For one thing, it’s native resolution is 4K, which is nearly unheard of in this size and price range. It can also cast an image of 200 inches, which means you can get a full cinema experience from anywhere. It sports two HDMI 2.0 ports, so you can connect multiple 4K media devices. Its dual watt speakers won’t blow you away, but they are serviceable for this tiny little projector.
Whether you want to impress business clients or have an outdoor movie night, the AAXA 4K1 provides an impressive and large image in a projector that fits in your hands.
Why you should buy this: You get a 4K projector for just over a grand.
Who it’s for: Anyone who wants a 4K projector without spending at least $2,000.
Why we picked ViewSonic PX747:
If you’re are on a budget and looking for an entry-level 4K projector, then the ViewSonic PX747 is the best option for you. A few years ago, finding a 4K projector at this price range would be nigh impossible. But today you can get a 4K projector that is surprisingly bright at 3,500 lumens, supports HDR, and doesn’t break the bank.
It comes with a few compromises, however. The PX747 isn’t as color accurate as some of the other projectors on this list, and the keystone adjustments leave a lot to be desired — but at the end of the day, you’re getting a 4K HDR projector for barely $1,000. That’s a win in our book.
How you should choose
Picking out the best 4K projector isn’t as simple as it seems. There are a lot of technical things to consider when choosing a projector. Here are just a few things you should look at when shopping.
For starters, make sure you find out the native resolution of any projector. Plenty of cheap projectors will tout support for 4K, but they are actually referring to the input. That means you could play a 4K Blu-ray though these projectors, but the actual resolution of the image is lower. The native resolution is the actual resolution of the image the projector emits.
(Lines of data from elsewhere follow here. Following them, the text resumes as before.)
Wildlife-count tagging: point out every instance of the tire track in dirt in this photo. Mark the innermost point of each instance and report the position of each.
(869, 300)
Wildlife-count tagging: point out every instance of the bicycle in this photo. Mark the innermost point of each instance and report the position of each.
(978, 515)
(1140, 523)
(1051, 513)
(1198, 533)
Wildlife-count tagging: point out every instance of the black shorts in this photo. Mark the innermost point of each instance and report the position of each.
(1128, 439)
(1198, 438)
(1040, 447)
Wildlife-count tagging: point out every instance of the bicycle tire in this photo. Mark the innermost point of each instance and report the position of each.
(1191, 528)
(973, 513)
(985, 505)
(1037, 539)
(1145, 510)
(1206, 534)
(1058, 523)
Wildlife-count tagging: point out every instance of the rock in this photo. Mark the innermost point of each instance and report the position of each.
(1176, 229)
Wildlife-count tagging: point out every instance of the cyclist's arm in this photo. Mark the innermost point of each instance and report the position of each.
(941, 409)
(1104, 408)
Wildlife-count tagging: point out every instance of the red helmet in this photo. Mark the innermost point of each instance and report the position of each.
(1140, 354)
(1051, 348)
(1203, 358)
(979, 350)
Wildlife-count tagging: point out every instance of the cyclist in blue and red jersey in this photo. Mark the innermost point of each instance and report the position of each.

Next, consider lumens, a loose term for how bright a projector is usually displayed as ANSI lumens. There is no hard and fast science to measure lumens, and manufacturers usually have their own standards. So a 2,500-lumen projector from one company could be 3,000 lumens at another. Generally, you will want to find something between 2,500 and 3,000 lumens. This is ideal for dark room conditions. If you want to watch a projector in moderate lighting, you will want to find something at least 3,500 lumens or higher.
You will also see projectors promoting DLP, laser, or LED lighting fixtures. DLP and LED are almost used interchangeably, since all LED projectors are DLP (though not all DLP projectors are LED). A DLP projector uses thousands of tiny mirrors to build an image, which makes for sharp and vibrant images. LED refers to the light source, and these are usually brighter and last longer than their incandescent counterparts.
Laser projectors are relatively new and costly, but they have incredible image quality and get very bright. If you have the money for one, they are definitely the best projectors you can buy.
You will also want to consider inputs. On 4K projectors, they will promote either HDMI 1.4 or 2.0. The difference between these for most consumers is HDR. HDMI 2.0 supports HDR whereas 1.4 does not. You’ll want to get a projector that has at least one HDMI 2.0 port.
Lastly, consider whether you want a short- or long-throw projector. Short-throw projectors can cast large images from only a few feet away. In some cases, they only need to be a few inches away. Long-throw projectors are more like traditional home theater projectors, and require several feet to create a large image. If you are short on space, make sure you opt for a short-throw projector to get the most out of your living area.